Dreams of My Father

Barack Obama won the Iowa caucus last week and all I could think about was how vulnerable he is. Politically, he is a fierce competitor. There’s nothing about him that says “back down” and, even when he was hedging about whether or not he might run in 2005, his fire smoldered. He still strikes me, nevertheless, as a vulnerable man: pliable not in his manner but in his beliefs. Then again, I have a predilection for reading the people deemed “fatherless,” those people who primarily (for whatever reason) were raised by their mothers. This is not a discourse on masculinity by any means. I was raised by my mother and I feel it makes me somehow more masculine. But there’s a quiet sensitivity –perhaps even an air of capitulation — among the half-raised population. Billy Sunday of XXL Mag once wrote a blog about the effects of the fatherless generation of hip-hoppers, positing that the reason for Tupac loyalty was partly that he was an icon of the mothered children. Billy strayed dangerously off course when he insinuated the softness of that contingent. Although I’ll give him his credit for recognizing that children are susceptible to their parental influences, I won’t grant him the license to make sociological conclusions regarding that group. Still, Barack Obama is that representation and more. He employs some of the panache required to be a hip-hop spokesperson as well as the humility of a bruised boy from a Single Parent Home. Like Clinton before him, his origins play less like a sob story than an underdog drive, grind stones and all that. That’s why his campaign has taken an up-tick, surged for the dramatic. Not solely because of his oratory ebullience, but also because his story is that of a million other neglected boys and girls. When the underclass rises, it’s serious news.
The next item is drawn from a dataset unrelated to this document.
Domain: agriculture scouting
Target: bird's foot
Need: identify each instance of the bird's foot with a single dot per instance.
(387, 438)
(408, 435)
In opposition to his triumphs from class dredges stands the two symbols of hip-hop fatherhood, Snoop Dogg and Reverend Run. Both of the aforementioned have a (staged) reality show which extols the necessity of fatherhood, all the while exposing the blissful ignorance of fathers long heralded in other campy shows. Reverend Run even delivers a neat moral at the end of each show to emphasize the importance of togetherness and completeness. Snoop Dogg carries on in his staged but avuncular manner, looking less like a traditional “Dad” than like the cool uncle who’ll let you smoke around him. You have Run representing the Cosby-fied, wholesome part of the binary and Snoop as the unorthodox, leftist millionaire. Run’s House is a far superior show, both scripted and organized by character appearance. Snoop Dogg’s FatherHood, I imagine, mirrors his life: a grand ride to riches with few regrets and fewer moral hang-ups. Competing ideas of fatherhood are nothing new for the television audience but black fatherhood has often taken on more of the former dullness, leaving Dad little room for ardent compassion.
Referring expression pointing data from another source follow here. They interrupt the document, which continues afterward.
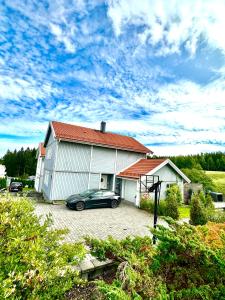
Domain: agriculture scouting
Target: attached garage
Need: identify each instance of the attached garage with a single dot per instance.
(133, 176)
(129, 190)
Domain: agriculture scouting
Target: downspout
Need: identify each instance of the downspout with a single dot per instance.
(89, 175)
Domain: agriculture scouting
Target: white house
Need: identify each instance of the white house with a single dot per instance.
(40, 168)
(2, 171)
(134, 178)
(79, 158)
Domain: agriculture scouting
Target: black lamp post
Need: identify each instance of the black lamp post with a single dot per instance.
(156, 187)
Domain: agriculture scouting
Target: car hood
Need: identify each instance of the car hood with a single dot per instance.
(74, 198)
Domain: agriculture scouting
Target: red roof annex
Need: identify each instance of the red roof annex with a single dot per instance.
(76, 133)
(142, 167)
(42, 149)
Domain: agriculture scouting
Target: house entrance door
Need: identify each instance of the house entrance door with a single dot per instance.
(104, 182)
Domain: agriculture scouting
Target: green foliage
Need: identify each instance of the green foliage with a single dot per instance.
(199, 176)
(218, 179)
(206, 161)
(2, 183)
(172, 206)
(19, 163)
(184, 211)
(148, 205)
(191, 268)
(198, 214)
(187, 263)
(34, 262)
(133, 257)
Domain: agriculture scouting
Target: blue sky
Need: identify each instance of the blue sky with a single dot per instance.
(152, 69)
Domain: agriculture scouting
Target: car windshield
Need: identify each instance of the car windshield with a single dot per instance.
(15, 183)
(87, 193)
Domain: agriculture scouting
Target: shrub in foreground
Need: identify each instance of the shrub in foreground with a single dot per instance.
(198, 214)
(172, 206)
(34, 263)
(187, 263)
It leaves me wondering what kind of dad Barack Obama is. Growing up without a father’s presence can leave an impossible hole in your heart. Obama betrays the image of a battered victim of absenteeism. The debate in the community of Obama sympathizers tends to fall on one of two predictable sides. One is the “maybe a black man can win and cure all evils” side, and the other is the “measured optimist-mostly pessimist set-him-up-to-knock-him-down too soon to tell” side. Although I understand the hopes and concerns of both, I can only look at him as a man composed of his origins. His white mother and black father came together to create a child with presidential ambitions, who fought through that biracial murkiness and some confusing times to become a symbol of blackness. Better yet, he’s a symbol of black manhood without touting his athletic skill or his ability to spit a hot sixteen. His triumph is neither imminent nor doomed, however. I have a planned meeting with my mostly absent father on his 60th birthday. If I’m bold enough, I’ll travel to see him in Florida and celebrate another year for him as well as try to mend some bridges that were long decrepit. At some point in his life, Barack Obama must have made peace with his father, however begrudgingly. Taking a page out of his book might lead me to greener pastures, to heights of black symbolism, to new representations of my manhood.
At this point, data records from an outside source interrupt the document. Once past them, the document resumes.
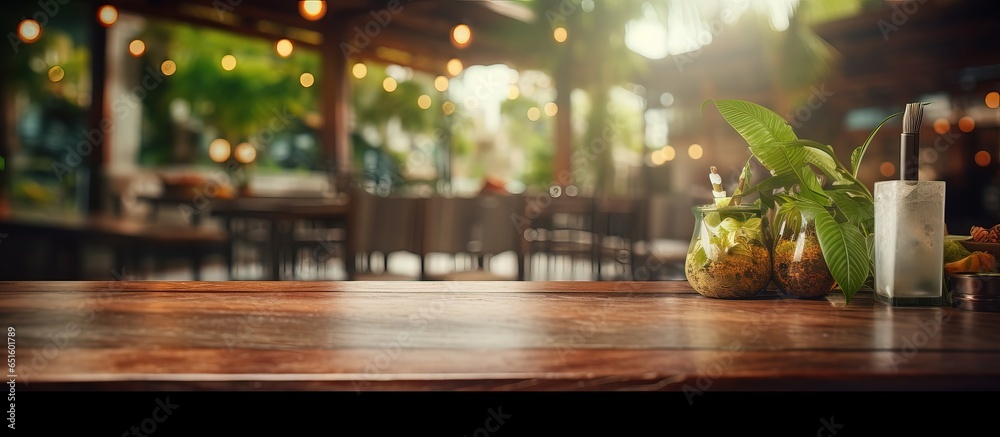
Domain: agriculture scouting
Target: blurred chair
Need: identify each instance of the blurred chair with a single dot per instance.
(620, 223)
(473, 233)
(669, 223)
(381, 229)
(561, 242)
For that, I thank him for being powerful and persistent. The search for black father figures will remain harried in the black community unless more Snoops and Obamas begin to emerge with changing ideas of fatherhood. A father is not always the august, austere dictator of discipline. He is not the detached jovial patter on the back. He is one half of a complex equation. He must believe in femininity just as much as he believes in masculinity. Dad has some explaining to do.